24/09/21
En parallèle de l’ordonnance portant réforme du droit des sûretés, l’ordonnance n° 2021-1193 du 15 septembre 2021 portant réforme du Livre VI du Code de commerce et son décret d’application n° 2021-1218 du 23 septembre 2021 sont venus modifier assez sensiblement les règles applicables aux procédures d’insolvabilité. Les nouvelles mesures seront applicables dès le 1er octobre 2021.

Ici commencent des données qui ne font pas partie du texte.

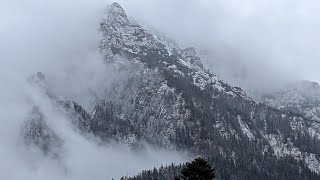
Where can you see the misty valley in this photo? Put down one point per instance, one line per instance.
(119, 99)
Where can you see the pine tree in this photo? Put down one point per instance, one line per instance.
(198, 169)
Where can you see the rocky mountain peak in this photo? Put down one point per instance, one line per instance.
(117, 14)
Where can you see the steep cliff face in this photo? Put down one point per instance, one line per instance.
(165, 97)
(38, 134)
(170, 100)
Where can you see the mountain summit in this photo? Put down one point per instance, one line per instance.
(166, 98)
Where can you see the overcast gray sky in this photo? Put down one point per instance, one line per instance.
(266, 42)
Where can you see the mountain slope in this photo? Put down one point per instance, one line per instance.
(164, 97)
(170, 100)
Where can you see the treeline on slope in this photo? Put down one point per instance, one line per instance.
(286, 168)
(198, 169)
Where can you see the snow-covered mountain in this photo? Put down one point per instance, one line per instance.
(163, 96)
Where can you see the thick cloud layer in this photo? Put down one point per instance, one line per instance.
(59, 38)
(255, 44)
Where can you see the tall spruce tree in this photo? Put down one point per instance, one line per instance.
(198, 169)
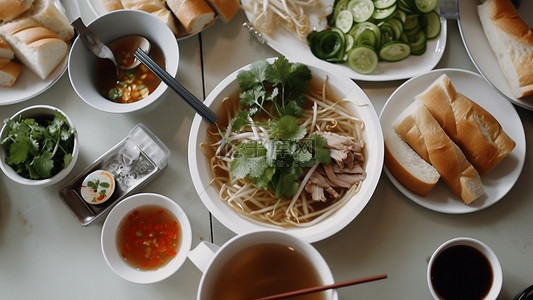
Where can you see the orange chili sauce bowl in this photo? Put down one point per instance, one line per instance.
(109, 238)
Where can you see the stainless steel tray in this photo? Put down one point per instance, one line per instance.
(133, 162)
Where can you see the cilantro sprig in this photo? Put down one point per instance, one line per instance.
(276, 90)
(38, 148)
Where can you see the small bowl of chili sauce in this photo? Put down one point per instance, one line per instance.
(146, 238)
(464, 268)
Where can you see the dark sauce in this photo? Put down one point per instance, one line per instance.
(461, 273)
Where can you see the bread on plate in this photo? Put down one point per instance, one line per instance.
(478, 134)
(511, 40)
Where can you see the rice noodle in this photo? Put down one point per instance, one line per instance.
(260, 205)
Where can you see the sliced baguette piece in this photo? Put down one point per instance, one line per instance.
(9, 72)
(194, 15)
(413, 172)
(511, 40)
(443, 153)
(46, 13)
(37, 47)
(156, 8)
(10, 9)
(226, 9)
(478, 134)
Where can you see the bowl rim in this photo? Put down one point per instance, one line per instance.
(172, 69)
(334, 222)
(39, 109)
(109, 230)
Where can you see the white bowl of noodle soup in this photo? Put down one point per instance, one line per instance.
(350, 205)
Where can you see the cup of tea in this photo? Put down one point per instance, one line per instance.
(464, 268)
(259, 264)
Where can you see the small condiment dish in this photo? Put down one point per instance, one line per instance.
(454, 265)
(83, 65)
(37, 112)
(110, 239)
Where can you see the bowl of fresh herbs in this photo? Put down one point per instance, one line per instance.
(38, 146)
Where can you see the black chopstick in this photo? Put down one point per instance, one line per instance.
(194, 102)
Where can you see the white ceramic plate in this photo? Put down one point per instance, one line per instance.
(288, 44)
(99, 9)
(28, 84)
(498, 181)
(341, 86)
(479, 50)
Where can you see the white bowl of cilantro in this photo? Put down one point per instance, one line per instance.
(38, 146)
(260, 166)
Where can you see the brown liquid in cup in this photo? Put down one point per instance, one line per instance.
(265, 269)
(461, 273)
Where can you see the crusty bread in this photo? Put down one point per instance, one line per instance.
(511, 41)
(156, 8)
(10, 9)
(37, 47)
(9, 72)
(443, 153)
(478, 134)
(226, 9)
(6, 53)
(413, 172)
(46, 13)
(194, 15)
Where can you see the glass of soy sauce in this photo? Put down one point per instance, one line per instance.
(464, 268)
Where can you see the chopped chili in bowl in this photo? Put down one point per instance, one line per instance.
(148, 237)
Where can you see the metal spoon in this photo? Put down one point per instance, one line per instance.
(116, 49)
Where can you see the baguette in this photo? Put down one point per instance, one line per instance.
(9, 72)
(478, 134)
(37, 47)
(408, 167)
(511, 41)
(226, 9)
(194, 15)
(156, 8)
(443, 153)
(46, 13)
(10, 9)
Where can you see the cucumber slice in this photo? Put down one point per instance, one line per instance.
(361, 10)
(394, 51)
(432, 21)
(383, 3)
(426, 6)
(381, 14)
(344, 20)
(363, 59)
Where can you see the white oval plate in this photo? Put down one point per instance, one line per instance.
(28, 84)
(498, 181)
(374, 152)
(479, 49)
(288, 44)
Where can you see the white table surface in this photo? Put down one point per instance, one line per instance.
(46, 254)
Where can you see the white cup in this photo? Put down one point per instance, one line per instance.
(494, 285)
(211, 259)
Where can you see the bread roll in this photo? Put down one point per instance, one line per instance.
(408, 167)
(511, 41)
(156, 8)
(46, 13)
(9, 72)
(10, 9)
(478, 134)
(443, 153)
(226, 9)
(37, 47)
(194, 15)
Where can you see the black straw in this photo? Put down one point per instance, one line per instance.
(194, 102)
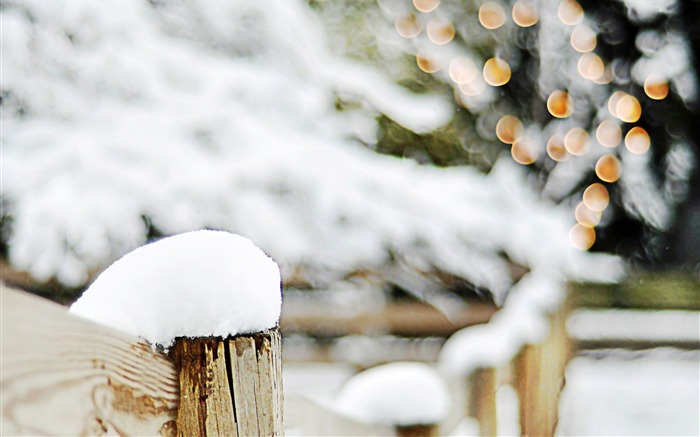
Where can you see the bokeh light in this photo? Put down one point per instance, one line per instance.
(628, 109)
(496, 72)
(612, 102)
(596, 197)
(591, 66)
(440, 32)
(586, 217)
(607, 76)
(582, 237)
(492, 15)
(408, 26)
(509, 128)
(637, 140)
(426, 5)
(608, 168)
(576, 141)
(656, 87)
(583, 39)
(463, 70)
(609, 134)
(524, 150)
(426, 63)
(525, 13)
(556, 149)
(560, 104)
(570, 12)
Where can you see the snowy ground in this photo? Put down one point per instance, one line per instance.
(622, 393)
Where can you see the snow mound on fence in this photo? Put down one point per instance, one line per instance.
(400, 393)
(198, 284)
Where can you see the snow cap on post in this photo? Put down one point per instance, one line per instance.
(197, 284)
(397, 394)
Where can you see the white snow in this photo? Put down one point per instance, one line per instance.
(399, 393)
(654, 393)
(221, 115)
(668, 325)
(197, 284)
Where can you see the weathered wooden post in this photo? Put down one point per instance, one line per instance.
(214, 299)
(483, 384)
(231, 386)
(539, 374)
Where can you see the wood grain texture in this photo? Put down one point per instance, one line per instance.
(230, 387)
(62, 375)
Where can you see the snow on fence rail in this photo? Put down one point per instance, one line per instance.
(66, 375)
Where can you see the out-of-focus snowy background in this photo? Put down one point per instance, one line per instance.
(448, 151)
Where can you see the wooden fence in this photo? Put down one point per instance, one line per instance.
(62, 375)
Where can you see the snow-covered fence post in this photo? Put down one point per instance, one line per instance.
(539, 377)
(410, 397)
(483, 384)
(214, 299)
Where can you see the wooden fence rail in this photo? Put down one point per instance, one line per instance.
(62, 375)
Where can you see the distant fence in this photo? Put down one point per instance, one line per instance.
(62, 375)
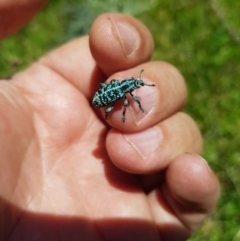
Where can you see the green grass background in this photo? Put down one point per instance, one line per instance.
(201, 38)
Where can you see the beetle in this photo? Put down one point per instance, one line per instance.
(109, 93)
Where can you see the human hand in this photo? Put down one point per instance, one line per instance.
(58, 171)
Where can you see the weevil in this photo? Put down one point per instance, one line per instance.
(109, 93)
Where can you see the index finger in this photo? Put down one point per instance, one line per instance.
(86, 68)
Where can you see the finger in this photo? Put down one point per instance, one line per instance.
(188, 196)
(159, 102)
(14, 14)
(154, 148)
(119, 42)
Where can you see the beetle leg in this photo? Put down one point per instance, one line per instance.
(109, 109)
(125, 104)
(138, 101)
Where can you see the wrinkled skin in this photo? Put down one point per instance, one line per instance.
(66, 174)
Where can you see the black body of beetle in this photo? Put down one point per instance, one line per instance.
(111, 92)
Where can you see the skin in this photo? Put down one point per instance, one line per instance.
(67, 174)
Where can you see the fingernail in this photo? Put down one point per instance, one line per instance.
(147, 97)
(145, 142)
(200, 158)
(127, 36)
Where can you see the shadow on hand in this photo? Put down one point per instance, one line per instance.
(17, 224)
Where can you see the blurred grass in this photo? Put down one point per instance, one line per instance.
(202, 39)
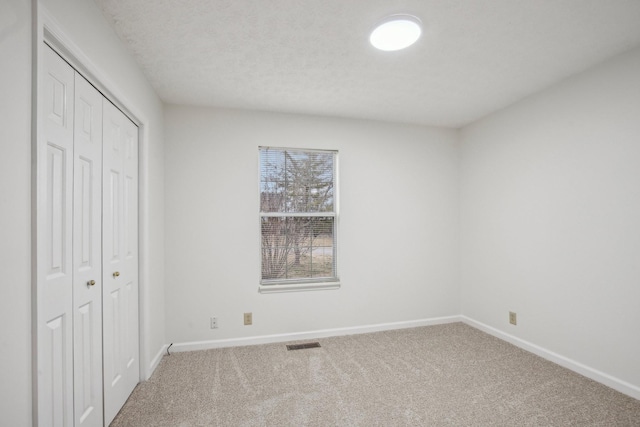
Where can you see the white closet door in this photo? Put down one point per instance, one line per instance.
(120, 258)
(87, 255)
(54, 243)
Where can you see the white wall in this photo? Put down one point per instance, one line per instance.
(15, 213)
(82, 22)
(550, 214)
(397, 232)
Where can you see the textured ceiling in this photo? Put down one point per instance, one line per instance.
(313, 56)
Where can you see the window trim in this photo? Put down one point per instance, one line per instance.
(311, 284)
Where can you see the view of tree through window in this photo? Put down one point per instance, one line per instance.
(297, 210)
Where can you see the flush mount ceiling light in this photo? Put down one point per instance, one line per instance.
(396, 32)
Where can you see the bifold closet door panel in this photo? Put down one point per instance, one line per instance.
(54, 242)
(120, 258)
(87, 255)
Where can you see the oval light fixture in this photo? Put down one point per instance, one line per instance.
(396, 32)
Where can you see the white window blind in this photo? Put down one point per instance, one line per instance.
(298, 216)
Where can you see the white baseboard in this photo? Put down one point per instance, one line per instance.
(156, 360)
(594, 374)
(268, 339)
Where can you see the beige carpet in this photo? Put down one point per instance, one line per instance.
(446, 375)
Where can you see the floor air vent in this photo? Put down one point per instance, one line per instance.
(303, 346)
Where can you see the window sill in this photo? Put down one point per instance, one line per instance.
(298, 287)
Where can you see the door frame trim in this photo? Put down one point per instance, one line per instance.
(47, 30)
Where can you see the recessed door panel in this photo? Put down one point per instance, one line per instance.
(54, 242)
(87, 254)
(120, 259)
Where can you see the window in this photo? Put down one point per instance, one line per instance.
(298, 197)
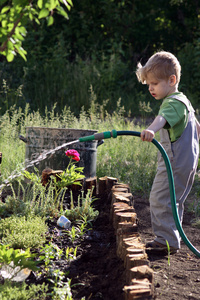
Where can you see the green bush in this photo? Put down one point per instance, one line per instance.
(22, 233)
(14, 291)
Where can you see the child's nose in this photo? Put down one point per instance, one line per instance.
(150, 88)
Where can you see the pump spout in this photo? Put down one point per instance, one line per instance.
(99, 136)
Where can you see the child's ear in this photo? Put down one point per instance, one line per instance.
(172, 80)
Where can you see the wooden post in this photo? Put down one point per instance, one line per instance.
(91, 183)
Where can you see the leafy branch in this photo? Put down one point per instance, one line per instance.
(14, 17)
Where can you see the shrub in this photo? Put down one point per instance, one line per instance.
(22, 233)
(23, 292)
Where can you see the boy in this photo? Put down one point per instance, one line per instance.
(179, 135)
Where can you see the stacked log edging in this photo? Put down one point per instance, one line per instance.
(139, 276)
(130, 249)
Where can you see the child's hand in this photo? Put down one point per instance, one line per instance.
(147, 135)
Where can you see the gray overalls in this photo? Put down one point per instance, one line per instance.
(183, 155)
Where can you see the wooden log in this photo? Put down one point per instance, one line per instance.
(140, 272)
(118, 197)
(135, 260)
(133, 250)
(127, 226)
(130, 242)
(118, 206)
(91, 183)
(125, 241)
(103, 186)
(139, 289)
(123, 185)
(145, 283)
(119, 189)
(118, 215)
(110, 182)
(123, 217)
(76, 188)
(47, 173)
(126, 195)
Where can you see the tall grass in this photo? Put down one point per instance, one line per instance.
(43, 82)
(126, 157)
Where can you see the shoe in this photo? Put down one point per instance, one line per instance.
(158, 248)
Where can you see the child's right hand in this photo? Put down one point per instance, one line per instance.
(147, 135)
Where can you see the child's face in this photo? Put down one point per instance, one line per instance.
(160, 89)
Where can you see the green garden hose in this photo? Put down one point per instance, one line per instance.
(114, 134)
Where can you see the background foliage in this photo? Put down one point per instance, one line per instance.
(99, 47)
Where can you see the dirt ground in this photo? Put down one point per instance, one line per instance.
(102, 273)
(98, 273)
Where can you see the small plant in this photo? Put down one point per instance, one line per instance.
(72, 173)
(84, 209)
(16, 260)
(49, 253)
(24, 291)
(22, 233)
(71, 253)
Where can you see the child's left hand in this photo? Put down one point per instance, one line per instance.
(147, 135)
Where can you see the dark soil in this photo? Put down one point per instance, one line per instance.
(100, 274)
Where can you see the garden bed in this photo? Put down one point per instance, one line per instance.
(98, 272)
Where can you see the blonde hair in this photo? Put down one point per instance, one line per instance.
(162, 65)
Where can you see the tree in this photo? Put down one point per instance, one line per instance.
(15, 15)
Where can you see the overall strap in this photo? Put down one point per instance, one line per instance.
(184, 101)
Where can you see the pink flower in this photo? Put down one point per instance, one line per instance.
(73, 154)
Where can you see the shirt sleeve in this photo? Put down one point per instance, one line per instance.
(173, 111)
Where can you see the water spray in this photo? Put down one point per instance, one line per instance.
(114, 134)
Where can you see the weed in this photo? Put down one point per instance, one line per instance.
(83, 210)
(22, 233)
(23, 291)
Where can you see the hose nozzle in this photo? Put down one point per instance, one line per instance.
(99, 136)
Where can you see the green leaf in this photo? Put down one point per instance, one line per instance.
(5, 9)
(4, 23)
(50, 21)
(62, 12)
(43, 13)
(10, 56)
(40, 3)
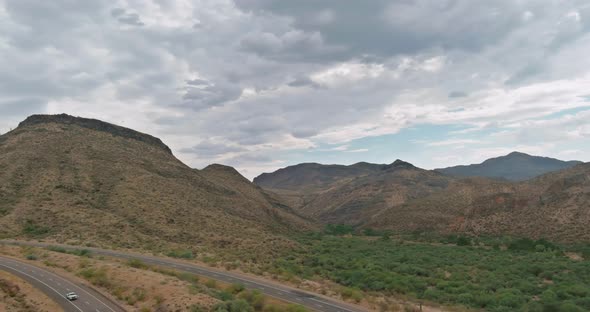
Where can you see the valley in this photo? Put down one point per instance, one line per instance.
(380, 237)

La présente ordonnance réforme ainsi le droit des entreprises en difficulté. Elle transpose tout d’abord la directive « restructuration et insolvabilité » (telle que modifiée par la directive (UE) 2019/1023 du 20 juin 2019) et vise ensuite, à simplifier le régime des sûretés et à renforcer la situation des créanciers titulaires de sûretés (même si sur ce point on peut en douter à la lecture de l’ordonnance) dans le cadre des procédures du Livre VI du Code commerce, tout en assurant la préservation de l’équilibre des intérêts en présence. Enfin, l’ordonnance pérennise certaines des mesures prises pendant la crise sanitaire.
Les principales nouveautés résultent de la transposition de la directive « restructuration et insolvabilité », même si le choix a été fait de ne pas bouleverser l’architecture générale du droit des entreprises en difficulté. La réforme s’appuie sur une nouvelle procédure de sauvegarde accélérée qui constitue le pivot du cadre de restructuration préventif, tel que prévu par la directive.
La sauvegarde accélérée et la sauvegarde financière accélérée sont regroupées en une seule procédure. Le nouveau texte prévoit néanmoins la possibilité de circonscrire les effets de cette procédure de sauvegarde accélérée aux seuls créanciers financiers. La durée de cette nouvelle procédure de sauvegarde accélérée est limitée à 4 mois maximum et est ouverte à toutes les entreprises quelle que soit leur taille. La procédure de conciliation reste un préalable nécessaire à ce que le débiteur puisse demander l’ouverture de la procédure de sauvegarde accélérée. Sont mises en place dans le cadre de cette nouvelle sauvegarde accélérée des « classes de parties affectées », autre innovation de l’ordonnance et qui se substituent aux comités de créanciers. L'ouverture d'une procédure de sauvegarde accélérée ne produit d'effet qu'à l'égard des parties affectées par le projet de plan.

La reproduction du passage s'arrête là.